The Role Of Sparring
Recently I've been discussing the importance of sparring in developing the technique and skill level of new students. Will students actually improve if the do lots of sparring in place of actual technique work?
Sparring Versus Training
Developing Bad Habits
It doesn’t work like that. Improving at any activity requires conscious deliberate practice. What actually happens if you just spar all the time without working on your technique is that you develop bad habits which become hardwired into your muscle memory and are then hard to break. It is easier to build good habits from the beginning rather than break bad habits years down the track.
Common bad habits that we see include, dropping hands when throwing punches, not properly checking kicks, winding up or telegraphing punches and swinging punches with your eyes closed. There are lots of these types of habits which you can get away with because you are just sparring with your friends and teammates and are unlikely to get knocked out or seriously hurt, however what you are doing is training your body to use bad sloppy technique which will cause you to get beat up in a real fight.

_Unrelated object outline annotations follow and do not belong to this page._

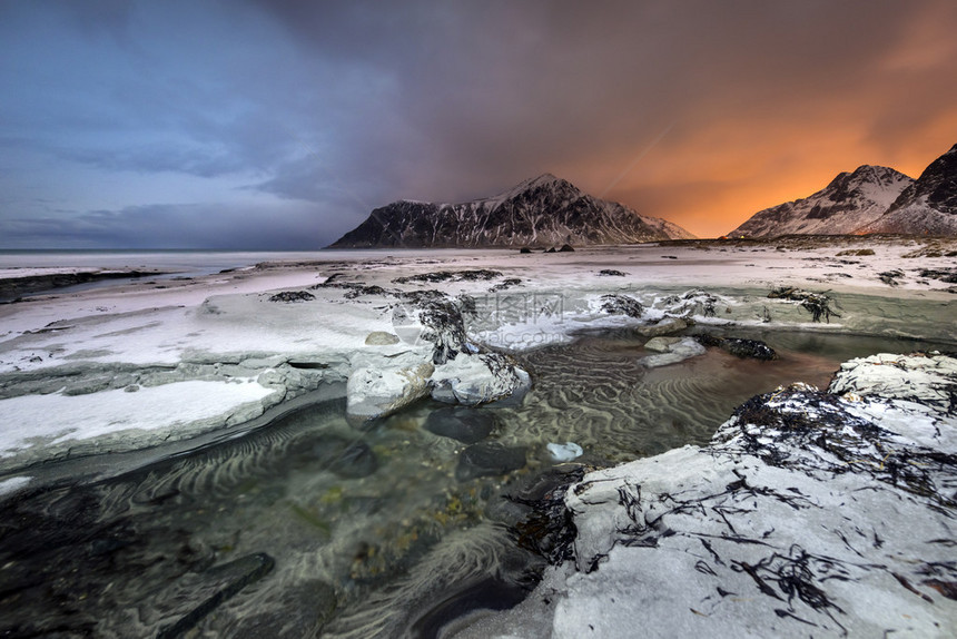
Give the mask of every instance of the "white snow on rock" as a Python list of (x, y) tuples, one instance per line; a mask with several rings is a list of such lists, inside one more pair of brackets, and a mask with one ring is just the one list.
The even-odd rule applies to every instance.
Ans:
[(651, 348), (649, 348), (648, 344), (644, 345), (645, 348), (651, 351), (665, 351), (659, 355), (649, 355), (641, 358), (641, 364), (649, 368), (677, 364), (679, 362), (690, 360), (691, 357), (703, 355), (707, 352), (707, 348), (695, 342), (693, 337), (684, 337), (682, 340), (674, 340), (672, 337), (652, 337), (649, 343), (651, 344)]
[(461, 637), (953, 636), (957, 395), (909, 424), (880, 389), (934, 401), (955, 365), (859, 360), (830, 392), (752, 399), (708, 446), (589, 473), (565, 497), (574, 561)]
[(502, 400), (531, 386), (529, 374), (497, 353), (458, 353), (435, 368), (432, 381), (434, 400), (466, 406)]
[(346, 385), (346, 414), (353, 420), (373, 420), (427, 396), (434, 370), (432, 362), (414, 353), (388, 367), (356, 368)]
[(218, 425), (239, 423), (260, 415), (262, 401), (273, 393), (247, 379), (178, 382), (136, 392), (0, 400), (0, 458), (41, 443), (50, 446), (127, 430), (189, 430), (210, 421)]
[(21, 488), (29, 484), (32, 479), (33, 478), (20, 475), (20, 476), (14, 476), (14, 478), (8, 478), (8, 479), (0, 481), (0, 498), (3, 498), (4, 495), (8, 495), (8, 494), (13, 494), (14, 492), (19, 491)]

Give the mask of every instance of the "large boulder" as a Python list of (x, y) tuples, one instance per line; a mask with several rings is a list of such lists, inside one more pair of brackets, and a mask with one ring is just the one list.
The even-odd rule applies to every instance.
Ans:
[(432, 362), (405, 357), (392, 366), (365, 366), (353, 371), (346, 383), (346, 416), (349, 421), (384, 417), (428, 396)]
[(432, 397), (467, 406), (521, 394), (531, 386), (529, 373), (499, 353), (458, 353), (432, 375)]
[(955, 389), (954, 357), (856, 360), (585, 475), (562, 566), (484, 636), (951, 636)]

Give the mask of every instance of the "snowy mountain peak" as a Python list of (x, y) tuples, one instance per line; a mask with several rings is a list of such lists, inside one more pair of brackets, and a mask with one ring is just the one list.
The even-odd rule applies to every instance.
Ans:
[(731, 237), (790, 234), (841, 235), (872, 223), (914, 181), (889, 167), (862, 165), (838, 174), (825, 188), (756, 213)]
[(862, 233), (957, 234), (957, 145), (930, 163)]
[(397, 201), (376, 208), (332, 247), (480, 247), (633, 244), (694, 237), (544, 174), (491, 198), (461, 204)]

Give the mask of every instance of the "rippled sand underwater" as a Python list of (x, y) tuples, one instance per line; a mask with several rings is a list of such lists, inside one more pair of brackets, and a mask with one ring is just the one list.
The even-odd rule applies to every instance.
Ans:
[(514, 532), (527, 509), (503, 495), (554, 472), (547, 443), (578, 443), (592, 465), (701, 444), (754, 394), (823, 386), (843, 360), (921, 346), (734, 335), (780, 358), (709, 348), (649, 370), (628, 331), (521, 355), (535, 381), (523, 403), (474, 409), (489, 440), (524, 450), (505, 475), (461, 473), (465, 444), (424, 427), (443, 405), (357, 430), (333, 401), (120, 478), (19, 495), (0, 507), (0, 631), (433, 636), (467, 602), (511, 606), (534, 584), (544, 562)]

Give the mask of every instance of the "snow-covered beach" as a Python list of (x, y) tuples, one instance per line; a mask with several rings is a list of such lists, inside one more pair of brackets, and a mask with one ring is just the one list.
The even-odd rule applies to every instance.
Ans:
[[(241, 439), (241, 434), (254, 432), (270, 420), (313, 401), (345, 397), (353, 417), (385, 416), (398, 411), (396, 420), (401, 420), (403, 406), (414, 407), (418, 399), (428, 394), (440, 399), (444, 393), (446, 399), (462, 405), (499, 399), (527, 385), (527, 382), (517, 373), (514, 379), (507, 377), (503, 382), (503, 374), (495, 366), (480, 360), (487, 355), (474, 354), (470, 348), (482, 353), (527, 353), (542, 346), (568, 344), (583, 331), (627, 331), (632, 335), (631, 340), (644, 345), (649, 345), (652, 338), (664, 337), (665, 341), (659, 343), (659, 351), (652, 352), (649, 347), (637, 353), (635, 358), (644, 361), (648, 370), (654, 370), (658, 364), (675, 365), (700, 357), (706, 348), (691, 338), (692, 333), (693, 330), (709, 327), (722, 334), (738, 331), (742, 335), (776, 331), (866, 335), (885, 342), (897, 340), (905, 351), (912, 344), (910, 340), (921, 340), (920, 344), (954, 351), (957, 350), (955, 250), (957, 243), (954, 240), (894, 238), (678, 242), (549, 254), (501, 249), (344, 250), (297, 255), (293, 260), (249, 264), (248, 268), (184, 279), (141, 277), (120, 286), (77, 293), (50, 291), (22, 302), (0, 305), (0, 499), (8, 503), (29, 500), (30, 495), (40, 494), (43, 490), (60, 490), (66, 485), (63, 482), (79, 481), (80, 485), (87, 485), (182, 455), (200, 443), (207, 445), (231, 438)], [(70, 266), (61, 265), (63, 268)], [(436, 327), (422, 320), (421, 313), (430, 308), (430, 299), (446, 301), (453, 306), (444, 308), (464, 314), (467, 321), (462, 326), (465, 335), (458, 340), (461, 343), (453, 343), (451, 333), (454, 331), (447, 324)], [(451, 333), (442, 334), (442, 331)], [(440, 344), (461, 353), (450, 353), (450, 357), (440, 361), (436, 358)], [(953, 360), (941, 356), (939, 371), (933, 376), (944, 386), (955, 383), (953, 366), (947, 362)], [(506, 368), (521, 371), (514, 364)], [(915, 377), (917, 373), (909, 371), (918, 368), (920, 366), (910, 363), (898, 370), (904, 371), (906, 380), (909, 380), (907, 383), (912, 384), (915, 380), (920, 383), (920, 380)], [(394, 374), (397, 381), (391, 382), (389, 374)], [(362, 387), (361, 380), (366, 380)], [(496, 387), (496, 383), (501, 389), (489, 391)], [(530, 383), (534, 389), (534, 371)], [(489, 395), (490, 392), (495, 396)], [(867, 394), (869, 390), (861, 386), (855, 387), (854, 392)], [(944, 395), (946, 397), (946, 392)], [(898, 442), (900, 446), (910, 446), (908, 454), (917, 454), (914, 446), (923, 446), (921, 451), (936, 450), (947, 458), (935, 461), (943, 470), (936, 470), (938, 474), (931, 478), (936, 482), (933, 492), (943, 495), (944, 502), (931, 499), (934, 508), (929, 510), (937, 512), (944, 509), (950, 513), (948, 517), (953, 517), (954, 507), (947, 490), (953, 491), (953, 488), (946, 486), (954, 481), (950, 458), (955, 453), (951, 450), (953, 432), (948, 431), (955, 426), (953, 394), (947, 400), (949, 404), (936, 406), (921, 417), (918, 426), (925, 431), (929, 429), (931, 434), (923, 431), (921, 434), (906, 426), (918, 411), (911, 406), (915, 402), (910, 396), (900, 399), (911, 403), (902, 406), (887, 404), (889, 407), (881, 407), (884, 404), (880, 402), (892, 400), (885, 397), (875, 399), (870, 404), (865, 402), (862, 407), (842, 409), (909, 439), (905, 443)], [(864, 413), (869, 416), (862, 417)], [(905, 413), (911, 416), (901, 416)], [(719, 434), (726, 433), (729, 441), (734, 439), (730, 433), (734, 427), (732, 422), (719, 431)], [(356, 419), (352, 423), (352, 426), (343, 423), (343, 427), (355, 429)], [(713, 424), (716, 430), (719, 423)], [(746, 424), (746, 421), (739, 417), (736, 423)], [(888, 426), (889, 423), (897, 424), (896, 430)], [(410, 423), (403, 427), (417, 432), (422, 424), (410, 417)], [(362, 432), (361, 429), (357, 432)], [(457, 454), (461, 444), (450, 445), (448, 453)], [(716, 444), (718, 449), (721, 445)], [(885, 444), (874, 445), (884, 450), (880, 446)], [(438, 454), (438, 449), (435, 454)], [(726, 449), (727, 445), (721, 450)], [(756, 454), (754, 451), (738, 453)], [(860, 454), (865, 455), (864, 452)], [(699, 490), (691, 488), (697, 480), (707, 479), (714, 486), (724, 479), (729, 480), (728, 483), (738, 481), (734, 479), (739, 476), (737, 472), (744, 473), (741, 476), (748, 478), (747, 481), (751, 482), (748, 485), (763, 482), (762, 485), (770, 486), (775, 481), (790, 481), (788, 478), (791, 475), (786, 478), (780, 473), (807, 471), (777, 466), (764, 470), (751, 458), (743, 462), (743, 458), (721, 462), (724, 465), (713, 470), (704, 468), (704, 462), (701, 465), (695, 461), (703, 456), (708, 455), (698, 449), (680, 449), (660, 458), (632, 462), (639, 465), (598, 471), (595, 475), (586, 475), (582, 485), (601, 484), (612, 481), (611, 478), (619, 484), (602, 485), (634, 486), (642, 482), (658, 485), (654, 482), (671, 481), (649, 479), (647, 473), (652, 472), (649, 468), (654, 468), (649, 464), (691, 469), (688, 476), (680, 480), (689, 491)], [(880, 456), (875, 456), (875, 463), (880, 461)], [(757, 458), (760, 459), (760, 454)], [(589, 462), (588, 454), (582, 459)], [(600, 461), (591, 460), (589, 463), (604, 465)], [(701, 469), (694, 470), (698, 465)], [(500, 470), (507, 476), (506, 469)], [(583, 466), (582, 470), (589, 469)], [(808, 472), (817, 472), (812, 471)], [(671, 473), (663, 474), (670, 476)], [(507, 480), (503, 481), (507, 484)], [(848, 486), (841, 491), (852, 492), (862, 488), (860, 482), (864, 480), (847, 481)], [(809, 490), (823, 490), (812, 481), (808, 485)], [(611, 489), (611, 492), (619, 494), (616, 490)], [(674, 486), (661, 489), (662, 494), (674, 493), (675, 490)], [(711, 489), (700, 490), (707, 492)], [(712, 492), (717, 494), (720, 491), (716, 488)], [(897, 493), (888, 495), (889, 500), (899, 498)], [(732, 497), (738, 499), (737, 493)], [(831, 508), (819, 494), (811, 497), (805, 491), (803, 498), (815, 501), (816, 508)], [(622, 524), (620, 518), (615, 519), (618, 514), (590, 514), (592, 507), (599, 509), (595, 504), (610, 503), (604, 498), (589, 502), (592, 505), (582, 505), (582, 500), (589, 501), (578, 492), (569, 493), (570, 512), (574, 513), (579, 530), (574, 542), (578, 545), (576, 560), (566, 559), (558, 571), (545, 569), (546, 578), (542, 586), (522, 604), (525, 608), (539, 606), (529, 617), (536, 620), (534, 629), (526, 628), (536, 636), (550, 636), (546, 632), (555, 637), (581, 636), (589, 626), (602, 628), (603, 636), (628, 636), (625, 627), (621, 626), (628, 617), (622, 617), (622, 612), (606, 601), (608, 598), (620, 597), (612, 593), (612, 584), (638, 579), (635, 576), (644, 570), (642, 566), (654, 566), (650, 570), (658, 578), (668, 571), (674, 571), (674, 574), (687, 572), (688, 567), (679, 566), (680, 561), (668, 560), (659, 566), (659, 559), (633, 559), (631, 554), (621, 560), (613, 558), (610, 563), (599, 561), (599, 556), (603, 557), (612, 547), (620, 545), (614, 540), (615, 531), (630, 524)], [(921, 503), (908, 507), (914, 509), (906, 513), (909, 520), (924, 517), (920, 513), (927, 509), (921, 510)], [(443, 517), (448, 517), (448, 508), (445, 503), (443, 512), (446, 514)], [(624, 504), (623, 508), (632, 507)], [(629, 510), (629, 517), (635, 515), (632, 510)], [(769, 507), (769, 510), (773, 509)], [(947, 517), (941, 519), (929, 510), (925, 514), (929, 518), (927, 525), (936, 527), (934, 538), (953, 540)], [(867, 514), (862, 507), (855, 517)], [(773, 521), (762, 520), (759, 515), (751, 521), (758, 528), (764, 524), (775, 528), (777, 522), (787, 518), (786, 514), (768, 517), (775, 518)], [(487, 522), (482, 521), (478, 525), (487, 525)], [(732, 531), (743, 530), (738, 522), (728, 523), (728, 527)], [(800, 542), (797, 537), (788, 537), (791, 533), (800, 535), (800, 531), (791, 531), (780, 541), (771, 539), (764, 543), (792, 545)], [(708, 534), (727, 537), (724, 532), (711, 529)], [(687, 539), (691, 535), (679, 533), (677, 537)], [(891, 539), (894, 534), (882, 532), (880, 537)], [(699, 541), (694, 543), (703, 548)], [(825, 550), (832, 548), (830, 540), (821, 543)], [(689, 548), (679, 544), (674, 552), (689, 553)], [(787, 550), (785, 548), (782, 552)], [(619, 549), (613, 554), (622, 553), (623, 550)], [(213, 554), (215, 557), (210, 561), (217, 566), (233, 557), (227, 551)], [(692, 553), (689, 557), (697, 556)], [(752, 566), (759, 559), (742, 556), (736, 561)], [(425, 566), (433, 560), (438, 561), (426, 553), (418, 561)], [(583, 564), (591, 560), (596, 563), (592, 567)], [(403, 560), (398, 558), (396, 561)], [(643, 563), (645, 561), (648, 563)], [(943, 567), (939, 568), (940, 574), (929, 576), (927, 580), (945, 584), (953, 582), (955, 569), (945, 557), (927, 561)], [(689, 566), (695, 569), (694, 561)], [(322, 572), (322, 567), (314, 568)], [(415, 572), (415, 569), (411, 570)], [(604, 574), (614, 571), (621, 571), (621, 576), (604, 579)], [(871, 592), (868, 601), (881, 601), (884, 606), (892, 607), (900, 597), (919, 599), (920, 594), (915, 594), (914, 590), (923, 588), (920, 593), (930, 597), (934, 594), (930, 590), (937, 588), (928, 590), (929, 587), (921, 587), (914, 576), (901, 574), (910, 588), (900, 586), (902, 593), (889, 593), (894, 583), (901, 583), (897, 579), (900, 570), (894, 571), (888, 569), (882, 573), (894, 572), (890, 582), (884, 577), (874, 584), (868, 581), (868, 592), (880, 593)], [(697, 572), (701, 573), (700, 570)], [(190, 569), (190, 574), (203, 573), (199, 568)], [(282, 569), (273, 578), (279, 579), (280, 574), (282, 579), (293, 580), (288, 571), (283, 572)], [(596, 582), (595, 576), (601, 578)], [(816, 573), (815, 578), (818, 577)], [(681, 578), (674, 579), (680, 581)], [(744, 583), (734, 582), (736, 589), (742, 590), (750, 579), (752, 584), (758, 583), (760, 590), (759, 580), (749, 577), (747, 571), (743, 579)], [(651, 583), (649, 580), (644, 582)], [(695, 587), (688, 586), (691, 594), (685, 598), (697, 597)], [(608, 591), (603, 590), (605, 587)], [(342, 586), (329, 588), (335, 591)], [(629, 588), (625, 590), (631, 592)], [(722, 588), (730, 592), (730, 587)], [(941, 586), (938, 590), (941, 588), (946, 590), (951, 586)], [(464, 588), (462, 592), (470, 590)], [(544, 596), (545, 592), (554, 594)], [(734, 597), (750, 597), (746, 592), (734, 592)], [(175, 598), (175, 593), (169, 597)], [(336, 597), (349, 600), (348, 593), (337, 592)], [(329, 594), (332, 600), (336, 597)], [(416, 597), (421, 593), (408, 594), (406, 612), (412, 617), (417, 615), (421, 621), (422, 616), (427, 615)], [(855, 597), (851, 591), (837, 597), (845, 599), (825, 610), (823, 615), (830, 620), (827, 622), (816, 621), (798, 608), (780, 606), (778, 608), (786, 610), (786, 615), (772, 611), (773, 617), (764, 619), (752, 615), (751, 608), (741, 603), (738, 608), (746, 611), (740, 618), (736, 612), (722, 618), (714, 628), (724, 633), (719, 632), (719, 636), (732, 632), (757, 636), (771, 631), (796, 636), (807, 630), (807, 622), (818, 623), (820, 632), (835, 636), (846, 627), (868, 631), (878, 627), (890, 628), (890, 621), (884, 620), (875, 621), (874, 628), (848, 621), (841, 616), (857, 619), (865, 612), (852, 610), (847, 600)], [(558, 603), (542, 607), (542, 600), (549, 598)], [(902, 612), (909, 616), (908, 619), (915, 619), (912, 623), (907, 621), (911, 623), (908, 628), (914, 633), (924, 635), (940, 628), (941, 636), (945, 636), (948, 623), (953, 629), (957, 612), (949, 600), (951, 598), (945, 592), (943, 597), (934, 594), (933, 599), (933, 606), (920, 599), (915, 604), (908, 603), (906, 612)], [(395, 607), (403, 600), (399, 597), (382, 601)], [(658, 607), (660, 618), (668, 619), (670, 607), (678, 604), (655, 599), (644, 606)], [(689, 607), (693, 610), (688, 613), (693, 621), (685, 626), (689, 629), (699, 622), (704, 623), (702, 620), (711, 613), (711, 609), (702, 609), (699, 603), (689, 603), (681, 613), (685, 615)], [(836, 612), (835, 608), (840, 611)], [(319, 615), (310, 622), (317, 629), (329, 618), (337, 619), (336, 615)], [(349, 619), (355, 619), (352, 608), (349, 615)], [(447, 612), (444, 615), (448, 617)], [(154, 617), (146, 615), (138, 621), (142, 626), (136, 627), (155, 631), (175, 616), (170, 611)], [(396, 618), (402, 618), (402, 615)], [(241, 617), (238, 619), (241, 621)], [(522, 627), (517, 625), (510, 630), (507, 616), (501, 619), (503, 621), (494, 622), (497, 623), (494, 631), (500, 636)], [(842, 619), (846, 622), (840, 622)], [(230, 623), (239, 621), (233, 619)], [(399, 627), (414, 625), (414, 621), (402, 618), (388, 623)], [(775, 625), (769, 626), (771, 621)], [(129, 621), (108, 626), (110, 631), (115, 631), (125, 622)], [(349, 636), (348, 631), (342, 630), (348, 623), (337, 622), (339, 627), (334, 626), (330, 636)], [(309, 621), (303, 623), (308, 626)], [(356, 625), (354, 631), (358, 633), (356, 628), (365, 627)], [(392, 627), (386, 625), (382, 628)]]

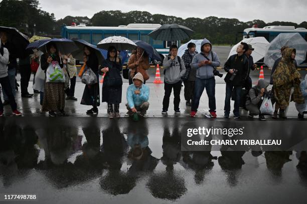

Balance Sparring with Technical Training
I believe sparring has a place in training but you should do a minimum of five technical sessions for every one sparring session you do to maximise your progress. That means if you are training 5 sessions a week then only one should be focused on sparring while the others are spent on technical skill development during class time.
Sparring is a Practice Test
Sparring is like a practice test in your Maths class at school, it’s not as serious as a real fight (your final end of term Exam) but it’s a good way to gauge your improvement and how much you’ve learned since the last practice test. If you just turn up and do the practice tests every week without having attended any Maths classes in between then you probably don’t even know what a PLUS or a Minus sign looks like.